Nordiska museet coat 1

Nordiska museet coat

Neat buttonholes and prick-stitch. The lining is a wool and linen blend.

nordiska museet coat

Interesting to see the angle where front meets tail. Notice the short v-shaped seam? I suppose it is there to prevent the coat from loosing its shape and to protect from wear and tear.

A not so well preserved garment was this striped silk and linen waistcoat:

Nordiska museet waistcoat


Nice details on collar (above) and pockets (below).


I also noticed that the back, made of linen, was unlined. A showy piece of garment, rather than something to keep you warm!

One highlight was this shirt, or THE shirt. It was of a very fine quality, both in material and the way it was made, most likely by a skilled (professional?) seamstress/tailor. Every stitch was incredibly fine and most seams were flat-felled.

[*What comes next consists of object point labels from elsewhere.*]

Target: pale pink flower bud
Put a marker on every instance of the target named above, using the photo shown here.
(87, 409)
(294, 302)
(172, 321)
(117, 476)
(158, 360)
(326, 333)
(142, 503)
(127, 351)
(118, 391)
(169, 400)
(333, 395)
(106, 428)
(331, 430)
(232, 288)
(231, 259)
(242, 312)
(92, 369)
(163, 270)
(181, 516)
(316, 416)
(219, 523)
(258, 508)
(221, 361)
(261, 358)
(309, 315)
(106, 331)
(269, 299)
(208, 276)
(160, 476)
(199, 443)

The shirt has a ruffle along both sides of the opening.


The gathering was microscopic.

nordiska museet shirt 2

The shoulder seam and view of the neck.

nordiska museet shirt

Closure: the shirt was never buttoned, but rather tied with this narrow ribbon. Notice the neat finish of the inside of the collar.

Something for the ladies: an evening gown, ca 1815-20. A fresh light blue silk, with cream-coloured trim.



In this weird photograph I wanted a look at the inside of the bodice. Here the bodice is folded forward over the skirt.

There were three or four other gowns, chemises, a couple of frilled caps, and a pair of slippers.

Insights and conclusions? Well, as always I have the deepest respect for the amount of work that went into making clothes before industrialisation. You could not just walk in to a shop and buy clothes off the rack. It took some time and consideration to invest in new clothes. People in general had to make do and mend.

I am always impressed by the fine materials that were used and the microscopic yet perfect stitches they were able to make. And it is interesting to see the unfinished seams and surprisingly crude stitches on the inside. (We do like shortcuts, don´t we?)

Books, the internet, reproductions, and film costumes are good sources, but seeing the primary source – the real thing – with your own eyes is invaluable. (As long as you are aware of the limitations in terms of styling, proper underpinnings, posture, hairstyles, social status, etc.) But if you, like me, do not own a costume collection, do visit a museum now and then!


Another Waistcoat, part 3

Ladies and gentlemen, the waistcoat is finished! I have yet to wear it, but here is some picture proof to show you the result. Last time I was nearly there, but since then I made the collar, pockets, buttonholes, and general tidying up. About 95% is hand sewn. To speed the process I resorted to using the machine on one or two seams.


Cutting the collar: striped cotton x 2 with linen interlining. It is about three inches/eight cm high and is not folded down. The linen is cut without seam allowance since it should only be sandwiched between the outer layers. I opted for vertical stripes rather than horisontal – as opposed to the actual waistcoat. Right or wrong? I thought it looked better.


And here it is, sewn onto the waistcoat, meeting the lapel. The right end of the collar looks terribly uneven here, but it is acceptable inrl.


The finished waistcoat: not a masterpiece but it will do. The lapels are a bit intimidating with their size and all that stripey-ness.


The back in two layers of gauzy cotton/linen. Tabs in self-fabric ensures a better fit. I may have to sew an additional button on the inside to prevent the front from sagging as you can see here.


Lapel and buttons.


Another closeup. Hand-worked buttonholes! Functional pockets! (Although a closeup reveals the welt has the weave running in wrong direction – apparently the only difference between the right and wrong sides on the fabric – but who can tell…)


The finished waistcoat is not a masterpiece and I am not sure if it will ever be a favourite, but it will do for a picnic or two, and other events this summer. And it is nice to have a new addition to the wardrobe that wasn´t thrown together minutes before an event (says the master of procrastination). Are you on schedule with your current costume projects? Or are you one of those fellows who is occasionally sewn or stapled into a frock or other garment?